Overview

Families are small schools, and parents are children’s first teachers. Every child in America is being home schooled in the sense that children’s expectations, aspirations, and early abilities are shaped at home. Their behaviors, learned skills, and knowledge are forged in the crucible of parent-child interactions. Yet we know surprisingly little about the nature, frequency, or quality of these interactions.

In the New Jersey Families Study, we ask: How do families support their children’s early learning? Our study features a highly innovative “video ethnography.” We use direct observations of parent-child interactions to deepen our understanding of the contextualized strategies that families from a wide variety of backgrounds and in different social and economic circumstances use to build skills in their young children. Unobtrusive technologies in the form of video cameras placed strategically in up to four rooms in participants’ homes (rooms where most interactions occur) and activated continuously throughout the day and evening for two weeks constitute the primary means of data collection.

Interactions that hold particular interest are those that are believed to be linked to cognitive and social-emotional development—the amount of reading and talking parents do with children, children’s sleep routines, their diets and nutrition, their exposure to electronic screen time, structure versus chaos at home, and the way that stress outside the home affects parenting practices. Taking a holistic approach to parent-child interactions and filming families in their natural habitats over an extended period will not only help more children to become school-ready. This unique study will also lead to a better appreciation of the daily struggles facing many families and thereby help schools become more “children-ready.”

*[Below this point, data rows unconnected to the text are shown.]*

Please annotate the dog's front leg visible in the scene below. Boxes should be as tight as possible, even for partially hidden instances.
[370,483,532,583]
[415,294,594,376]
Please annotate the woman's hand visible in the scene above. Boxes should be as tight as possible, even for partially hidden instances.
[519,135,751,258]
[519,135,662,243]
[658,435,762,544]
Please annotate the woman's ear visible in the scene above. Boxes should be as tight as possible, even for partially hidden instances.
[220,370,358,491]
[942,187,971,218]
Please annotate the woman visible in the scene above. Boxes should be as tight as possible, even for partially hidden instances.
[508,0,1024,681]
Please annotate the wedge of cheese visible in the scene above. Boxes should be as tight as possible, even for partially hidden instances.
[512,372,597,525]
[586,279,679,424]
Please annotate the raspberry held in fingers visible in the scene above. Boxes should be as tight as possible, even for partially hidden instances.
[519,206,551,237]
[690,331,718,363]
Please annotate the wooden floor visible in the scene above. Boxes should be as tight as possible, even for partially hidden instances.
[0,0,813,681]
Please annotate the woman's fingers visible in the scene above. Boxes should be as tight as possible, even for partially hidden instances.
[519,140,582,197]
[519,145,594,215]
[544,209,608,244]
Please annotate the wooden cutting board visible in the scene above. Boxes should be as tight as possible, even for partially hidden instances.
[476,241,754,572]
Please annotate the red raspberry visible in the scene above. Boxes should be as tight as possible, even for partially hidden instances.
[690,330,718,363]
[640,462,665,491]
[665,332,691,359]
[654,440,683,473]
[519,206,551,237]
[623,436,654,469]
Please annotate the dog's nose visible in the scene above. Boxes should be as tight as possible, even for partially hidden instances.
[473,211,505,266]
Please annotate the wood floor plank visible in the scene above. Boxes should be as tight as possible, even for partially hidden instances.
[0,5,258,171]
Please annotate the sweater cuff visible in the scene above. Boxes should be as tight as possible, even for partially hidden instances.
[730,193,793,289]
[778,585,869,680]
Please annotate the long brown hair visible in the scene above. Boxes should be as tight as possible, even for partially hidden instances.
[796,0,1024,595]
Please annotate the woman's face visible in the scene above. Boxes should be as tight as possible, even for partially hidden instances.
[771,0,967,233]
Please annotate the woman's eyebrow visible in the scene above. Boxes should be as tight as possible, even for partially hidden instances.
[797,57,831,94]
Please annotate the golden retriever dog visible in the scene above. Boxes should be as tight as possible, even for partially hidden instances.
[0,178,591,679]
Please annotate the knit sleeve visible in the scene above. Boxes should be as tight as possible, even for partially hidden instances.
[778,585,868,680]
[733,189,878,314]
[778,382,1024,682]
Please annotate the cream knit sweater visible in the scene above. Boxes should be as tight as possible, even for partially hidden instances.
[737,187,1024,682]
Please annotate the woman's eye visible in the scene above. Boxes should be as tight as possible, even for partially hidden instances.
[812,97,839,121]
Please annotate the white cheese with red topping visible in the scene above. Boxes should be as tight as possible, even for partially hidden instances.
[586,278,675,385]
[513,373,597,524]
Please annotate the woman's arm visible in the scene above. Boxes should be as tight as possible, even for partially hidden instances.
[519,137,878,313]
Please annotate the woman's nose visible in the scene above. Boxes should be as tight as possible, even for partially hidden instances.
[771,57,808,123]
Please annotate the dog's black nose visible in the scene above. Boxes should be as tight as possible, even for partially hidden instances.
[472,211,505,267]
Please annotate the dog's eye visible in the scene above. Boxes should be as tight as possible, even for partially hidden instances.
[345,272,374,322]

We have reached an important milestone. Data collection from 21 families is now complete, including nearly 463,000 discrete video clips representing more than 5,700 hours of in-home video.  In addition, a 230-page Documentation Manual that describes everything we have done since 2011 and documents every piece of data collected is finished. This manual can also serve as a user’s guide to anyone wishing to replicate this study in another site. We are now preparing the data for analysis and will be seeking planning grant funds to carry out several interim steps.